Al riguardo, ho riflettuto su alcune notizie di stampa degli ultimi due giorni. La prima faceva riferimento alla «gara a fare di più deficit» ed all’intervista dell’economista USA Dean Baker che sostiene lo sbaglio di «un tetto generalizzato ai bilanci perché bisogna valutare l’economia di ogni Paese». Orbene io ho scritto, proprio all’esordio di questa mia attività di “sfogo” sul sito, che un piano di rilancio socio-economico «dovrebbe fondarsi su investimenti capaci di soddisfare bisogni presenti e sospingere un indotto produttivo, al fine di innescare il meccanismo virtuoso della ripresa economica, la quale, incidendo su occupazione e consumi, genera flussi moltiplicativi di cui beneficeranno anche gli enti pubblici che vedranno elevare la base imponibile e, di conseguenza, il prelievo… Occorre un piano vero espresso da cifre che misurino le uscite e, di converso, le entrate. Per la parte di queste ultime acquisite a credito, il piano dovrà indicare le modalità di rimborso e le fonti dello stesso».
Sostenevo, da Keynesiano, l’ipotesi dell’investimento pubblico finanziato in “deficit spending”, ma sulla base di una programmazione chiara negli obiettivi, nei mezzi e nei termini, che è cosa diversa dall’auspicare un allentamento del vincolo di bilancio per dimostrare elettoralmente che si vuole fare questa o quella spesa oppure diminuire le imposte solo al fine di catturare voti.
Quanto al vincolo di bilancio, mi sono espresso anche su questo tema in epoca non sospetta ritenendo un errore fissarlo come indicatore costituzionale, e cioè privando il Governo di elasticità nell’interpretazione operativa della politica economica.
Ora, come riferito in precedenza, un autorevole economista statunitense considera un errore il tetto che delimita il predetto vincolo generalizzato per tutti i paesi dell’Unione Europea, poiché ognuno può avere distinte esigenze. La prova provata sono il caso Grecia e quello portoghese sui quali non mi intratterrò in questa sede, rinviando, per il primo, a quanto ho scritto nel passato.
Ritengo, quindi, di autoassolvermi rispetto all’idea di aver teorizzato utopie, in quanto la situazione attuale dimostra che avevo colto i problemi ed indicato possibili soluzioni.
Vengo ora al mio appello al “non partito” affinché diventi autenticamente protagonista prima che sia troppo tardi.
Voglio riferirmi, ora, all’appello al voto, «nessuno si chiami fuori», del Presidente della Repubblica riportato con enfasi dalla stampa nazionale.

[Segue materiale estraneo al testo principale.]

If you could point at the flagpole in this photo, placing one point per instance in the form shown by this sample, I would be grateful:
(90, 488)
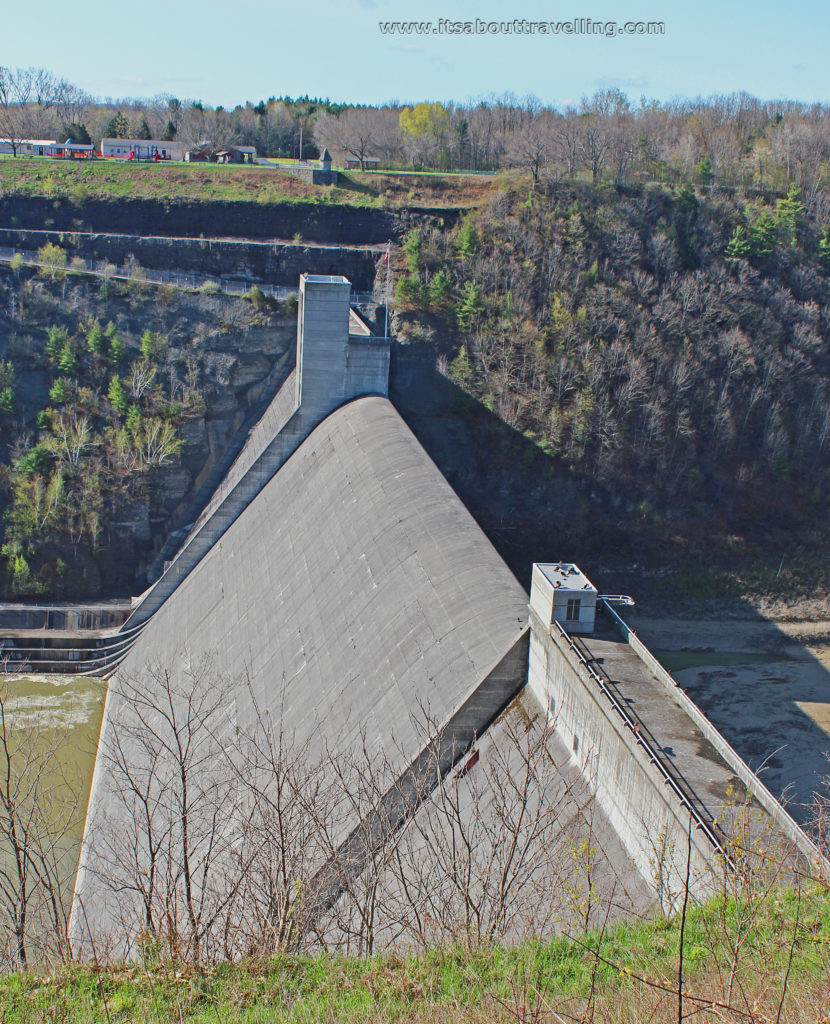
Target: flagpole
(386, 305)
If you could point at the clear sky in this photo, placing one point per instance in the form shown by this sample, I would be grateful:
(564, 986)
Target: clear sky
(251, 49)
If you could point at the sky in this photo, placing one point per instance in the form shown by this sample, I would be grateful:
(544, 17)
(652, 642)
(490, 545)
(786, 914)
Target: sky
(237, 50)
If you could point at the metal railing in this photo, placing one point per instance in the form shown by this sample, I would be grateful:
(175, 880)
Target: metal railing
(754, 786)
(671, 777)
(187, 282)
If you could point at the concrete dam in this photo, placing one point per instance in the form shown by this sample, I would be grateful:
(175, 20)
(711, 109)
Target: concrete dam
(338, 642)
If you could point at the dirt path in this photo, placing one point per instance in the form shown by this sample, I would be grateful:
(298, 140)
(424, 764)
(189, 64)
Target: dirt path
(766, 685)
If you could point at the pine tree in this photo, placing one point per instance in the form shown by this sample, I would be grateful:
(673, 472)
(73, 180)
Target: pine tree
(116, 350)
(94, 339)
(789, 211)
(824, 247)
(470, 305)
(738, 247)
(468, 242)
(118, 126)
(117, 395)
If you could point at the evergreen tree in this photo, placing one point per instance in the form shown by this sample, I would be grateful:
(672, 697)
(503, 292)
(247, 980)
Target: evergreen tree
(789, 211)
(461, 370)
(440, 289)
(60, 391)
(467, 243)
(738, 247)
(763, 236)
(469, 306)
(118, 126)
(133, 423)
(117, 395)
(54, 341)
(824, 247)
(67, 360)
(77, 133)
(116, 349)
(94, 339)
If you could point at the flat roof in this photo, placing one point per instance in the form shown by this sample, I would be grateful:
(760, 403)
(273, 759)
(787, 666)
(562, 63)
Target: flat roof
(565, 576)
(325, 279)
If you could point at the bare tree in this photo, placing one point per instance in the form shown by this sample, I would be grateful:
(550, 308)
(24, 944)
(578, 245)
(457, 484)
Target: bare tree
(38, 815)
(27, 97)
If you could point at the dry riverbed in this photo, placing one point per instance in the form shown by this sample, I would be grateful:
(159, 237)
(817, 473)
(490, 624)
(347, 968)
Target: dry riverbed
(763, 680)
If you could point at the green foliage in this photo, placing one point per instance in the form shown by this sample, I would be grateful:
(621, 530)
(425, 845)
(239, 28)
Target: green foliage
(55, 339)
(53, 259)
(470, 305)
(467, 244)
(408, 291)
(687, 202)
(7, 375)
(77, 133)
(440, 289)
(61, 391)
(95, 339)
(36, 460)
(461, 370)
(22, 577)
(738, 247)
(703, 171)
(824, 246)
(117, 395)
(118, 126)
(429, 120)
(133, 424)
(788, 212)
(116, 350)
(67, 359)
(413, 248)
(763, 236)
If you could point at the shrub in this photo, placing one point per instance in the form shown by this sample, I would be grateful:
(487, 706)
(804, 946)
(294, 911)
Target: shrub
(60, 391)
(53, 260)
(36, 460)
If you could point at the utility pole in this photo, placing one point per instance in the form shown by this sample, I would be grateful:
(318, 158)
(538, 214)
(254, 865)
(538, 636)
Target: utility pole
(386, 302)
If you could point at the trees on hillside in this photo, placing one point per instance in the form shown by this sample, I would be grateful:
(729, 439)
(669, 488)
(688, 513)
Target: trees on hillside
(31, 98)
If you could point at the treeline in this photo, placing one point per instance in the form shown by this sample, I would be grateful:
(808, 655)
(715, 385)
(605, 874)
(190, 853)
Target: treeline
(735, 140)
(97, 380)
(670, 347)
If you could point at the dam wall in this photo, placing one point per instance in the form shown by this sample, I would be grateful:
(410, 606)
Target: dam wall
(648, 816)
(276, 263)
(333, 368)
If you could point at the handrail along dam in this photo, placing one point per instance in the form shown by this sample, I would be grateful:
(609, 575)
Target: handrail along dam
(337, 584)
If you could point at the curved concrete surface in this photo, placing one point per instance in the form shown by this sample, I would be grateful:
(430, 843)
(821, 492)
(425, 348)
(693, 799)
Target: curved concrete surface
(356, 593)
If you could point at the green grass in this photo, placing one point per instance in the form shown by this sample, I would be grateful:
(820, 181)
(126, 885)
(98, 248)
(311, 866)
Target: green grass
(205, 182)
(632, 967)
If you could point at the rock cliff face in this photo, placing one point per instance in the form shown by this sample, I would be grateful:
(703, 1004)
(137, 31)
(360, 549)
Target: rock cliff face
(318, 222)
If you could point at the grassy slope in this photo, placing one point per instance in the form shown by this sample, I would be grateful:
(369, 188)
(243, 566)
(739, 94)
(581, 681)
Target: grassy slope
(210, 182)
(630, 975)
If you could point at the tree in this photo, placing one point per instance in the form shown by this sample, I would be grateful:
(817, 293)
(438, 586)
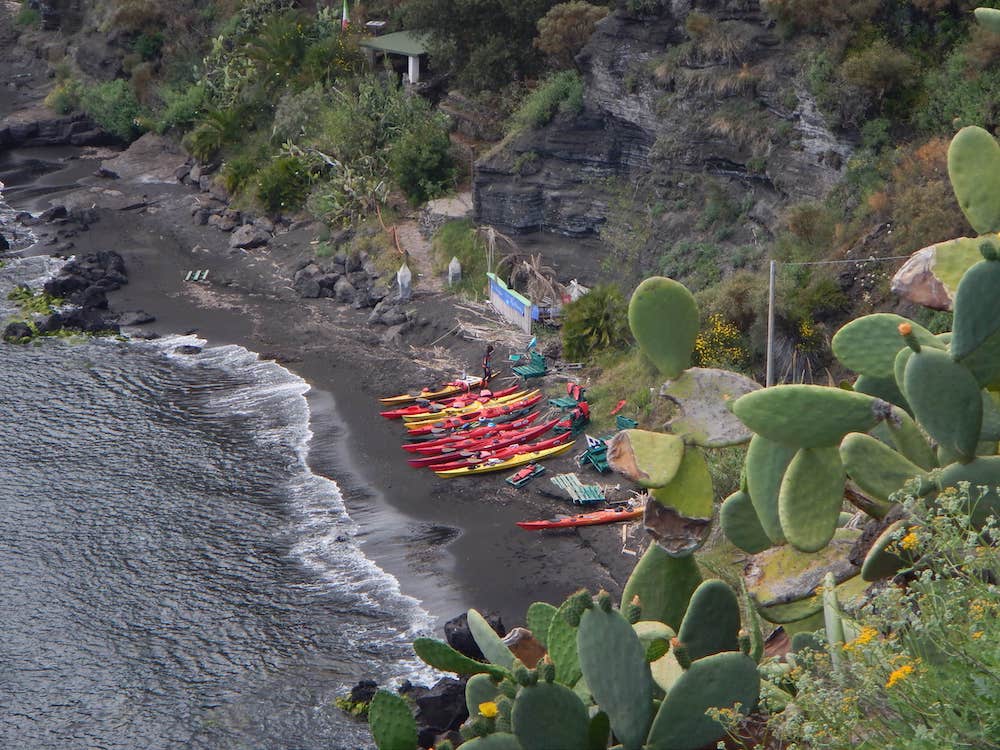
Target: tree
(485, 43)
(564, 30)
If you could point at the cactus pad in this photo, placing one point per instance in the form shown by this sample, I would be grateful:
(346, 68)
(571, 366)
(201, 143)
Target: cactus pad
(807, 416)
(690, 492)
(489, 642)
(651, 459)
(391, 722)
(712, 621)
(868, 345)
(973, 166)
(561, 643)
(945, 399)
(977, 311)
(613, 661)
(717, 681)
(664, 585)
(783, 575)
(548, 716)
(875, 467)
(663, 316)
(741, 525)
(703, 396)
(497, 741)
(538, 618)
(765, 466)
(883, 388)
(442, 656)
(909, 440)
(810, 497)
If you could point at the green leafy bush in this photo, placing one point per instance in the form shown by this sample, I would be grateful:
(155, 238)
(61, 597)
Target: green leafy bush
(562, 92)
(922, 669)
(421, 160)
(283, 185)
(113, 106)
(182, 105)
(457, 239)
(595, 322)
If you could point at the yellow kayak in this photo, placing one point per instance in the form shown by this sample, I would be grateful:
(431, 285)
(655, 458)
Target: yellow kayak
(455, 411)
(448, 389)
(520, 460)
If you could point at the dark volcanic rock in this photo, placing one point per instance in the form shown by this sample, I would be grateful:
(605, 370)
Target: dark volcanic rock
(442, 707)
(459, 637)
(15, 332)
(135, 318)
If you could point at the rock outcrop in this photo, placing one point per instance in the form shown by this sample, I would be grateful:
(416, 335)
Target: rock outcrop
(703, 91)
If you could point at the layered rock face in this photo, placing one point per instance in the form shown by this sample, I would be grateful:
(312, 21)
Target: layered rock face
(700, 88)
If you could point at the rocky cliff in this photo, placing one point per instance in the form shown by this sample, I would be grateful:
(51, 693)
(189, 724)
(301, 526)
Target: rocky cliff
(701, 96)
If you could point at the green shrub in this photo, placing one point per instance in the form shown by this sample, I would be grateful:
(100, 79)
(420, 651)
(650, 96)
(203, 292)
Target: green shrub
(113, 106)
(421, 161)
(283, 185)
(595, 322)
(457, 239)
(215, 129)
(182, 105)
(64, 98)
(562, 92)
(920, 668)
(148, 45)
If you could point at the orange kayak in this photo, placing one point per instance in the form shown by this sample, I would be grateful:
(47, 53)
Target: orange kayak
(597, 517)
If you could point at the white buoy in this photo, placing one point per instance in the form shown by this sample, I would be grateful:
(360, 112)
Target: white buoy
(403, 278)
(454, 272)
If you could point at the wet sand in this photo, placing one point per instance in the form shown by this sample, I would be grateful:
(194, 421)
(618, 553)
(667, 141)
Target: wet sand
(451, 543)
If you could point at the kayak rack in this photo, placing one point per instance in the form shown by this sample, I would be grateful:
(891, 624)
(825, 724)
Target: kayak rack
(581, 494)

Va considerato, in proposito, che, chi è disgustato dall’offerta dei partiti che chiedono il voto non può fare altro che astenersi o, comunque, mettere nell’urna una scheda bianca o, annullata. Solo in teoria, infatti, si potrebbe immaginare un’alternativa ai soliti noti che tanto male hanno fatto e potranno ancora fare al Paese, come si evince chiaramente dai loro cosiddetti programmi che, di fatto, sono spot, spesso irresponsabili, di tipo meramente elettoralistico.
Non ci sono più, come ho ricordato nella mia riflessione n.29 del 15 novembre 2017, le condizioni per “turarsi il naso” come invitava a fare Idro Montanelli, né è accettabile l’indicazione di preferenza come male minore cui ha recentemente fatto riferimento Eugenio Scalfari.
L’idea che il «non partito» si impegni facendo arrivare tutto il suo peso con un programma serio e, perciò, convincente è, a mio parere, risolutivo, ma si è in ritardo per la prossima chiamata alle urne, che vedrà, come accaduto recentemente nelle elezioni siciliane ed in altre locali, gioire vincitori i quali, di fatto, esprimeranno minoranze rispetto al corpo elettorale.